I can tell you that it is just as frustrating on the other side of the coin. My therapist said we could spend time (aka waste, in her opinion) trying to find the cause for my SA by looking at my past, or we could work on the solution. It is a bit frustrating because I want the validation that I didn't do this to myself and that there were extraneous factors from my childhood that made me this way. Furthermore, it feels good to let go of some of the pain. But she doesn't even to address it. Ugh, we need to switch therapists, lol.


----------



## Porterdog

I tried therapy for about 20 weeks for my SA. Since im SA, i dont see why they would expect me to be able to open up and talk about crap.

I tried to off myself, and they made me go to counselling again. I told them that i just want to try selegline, which is perfectly reasonable.
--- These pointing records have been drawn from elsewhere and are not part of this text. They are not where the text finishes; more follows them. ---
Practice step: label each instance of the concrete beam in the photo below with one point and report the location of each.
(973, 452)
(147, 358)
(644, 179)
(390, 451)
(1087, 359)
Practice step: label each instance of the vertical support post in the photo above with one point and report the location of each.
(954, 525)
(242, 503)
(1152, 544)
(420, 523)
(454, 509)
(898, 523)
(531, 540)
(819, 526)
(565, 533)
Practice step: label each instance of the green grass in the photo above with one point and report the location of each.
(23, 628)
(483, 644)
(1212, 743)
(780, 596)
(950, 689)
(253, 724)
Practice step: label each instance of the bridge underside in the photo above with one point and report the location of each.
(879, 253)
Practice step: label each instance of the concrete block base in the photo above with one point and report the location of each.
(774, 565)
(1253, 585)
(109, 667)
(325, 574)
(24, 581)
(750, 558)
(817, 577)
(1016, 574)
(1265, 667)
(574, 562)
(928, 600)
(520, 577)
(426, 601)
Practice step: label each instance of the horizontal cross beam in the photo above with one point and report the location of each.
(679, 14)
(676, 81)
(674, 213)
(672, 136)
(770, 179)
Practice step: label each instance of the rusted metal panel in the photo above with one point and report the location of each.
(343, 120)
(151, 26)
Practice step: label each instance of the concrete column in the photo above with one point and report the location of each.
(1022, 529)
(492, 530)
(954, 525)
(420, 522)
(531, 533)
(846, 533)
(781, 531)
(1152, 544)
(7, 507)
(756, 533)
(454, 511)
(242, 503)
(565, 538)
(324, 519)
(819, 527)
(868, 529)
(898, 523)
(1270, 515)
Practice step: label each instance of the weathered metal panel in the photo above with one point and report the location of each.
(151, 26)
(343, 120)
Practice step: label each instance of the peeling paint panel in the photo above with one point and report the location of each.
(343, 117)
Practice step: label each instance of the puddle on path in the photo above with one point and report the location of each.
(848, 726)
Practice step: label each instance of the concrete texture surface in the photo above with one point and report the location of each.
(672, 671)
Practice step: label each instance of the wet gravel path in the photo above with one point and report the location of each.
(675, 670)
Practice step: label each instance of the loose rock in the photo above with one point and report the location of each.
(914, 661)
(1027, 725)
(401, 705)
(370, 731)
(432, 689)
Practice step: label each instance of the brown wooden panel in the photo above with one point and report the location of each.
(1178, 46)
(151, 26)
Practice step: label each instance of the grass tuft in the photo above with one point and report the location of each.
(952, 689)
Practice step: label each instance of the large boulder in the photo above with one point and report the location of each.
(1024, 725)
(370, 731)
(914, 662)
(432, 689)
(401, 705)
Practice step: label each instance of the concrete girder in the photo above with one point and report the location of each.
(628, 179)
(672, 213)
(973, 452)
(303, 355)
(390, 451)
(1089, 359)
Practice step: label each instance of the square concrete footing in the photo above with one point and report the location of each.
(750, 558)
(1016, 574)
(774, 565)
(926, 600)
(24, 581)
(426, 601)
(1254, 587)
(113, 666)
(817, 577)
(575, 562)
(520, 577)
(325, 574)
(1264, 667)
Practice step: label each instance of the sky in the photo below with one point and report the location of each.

The doctor said no, you need to do counseling. So i go to my first counseling session, hoping it will 'appease' them that im ****ed up enough to go on an MAOI. it ends up the same (Me sitting there saying one word answers). And she goes 'We can help you, but if you dont want us to you on your own.

So basically, she told a suicidal kid that he's on his own after refusing him a medication and giving him an absolute ****ing pointless alternative

I hate therapy so bad. Its a good thing, For people who's girlfreinds broke up with them. But for people with real important issues, it will never work. And its absolutely ****ing annoying how the majority of therapists have never experienced this in their life but think they know more about how you feel than they do.


----------



## SPC

therapy is like a lot of other sa coping methods: 50% of the time it works all the time. I actually think its a plus that most therapists dont have the same life experiences their subject has had. it allows them to look at situations objectively without being biased by emotion. thats just my view though.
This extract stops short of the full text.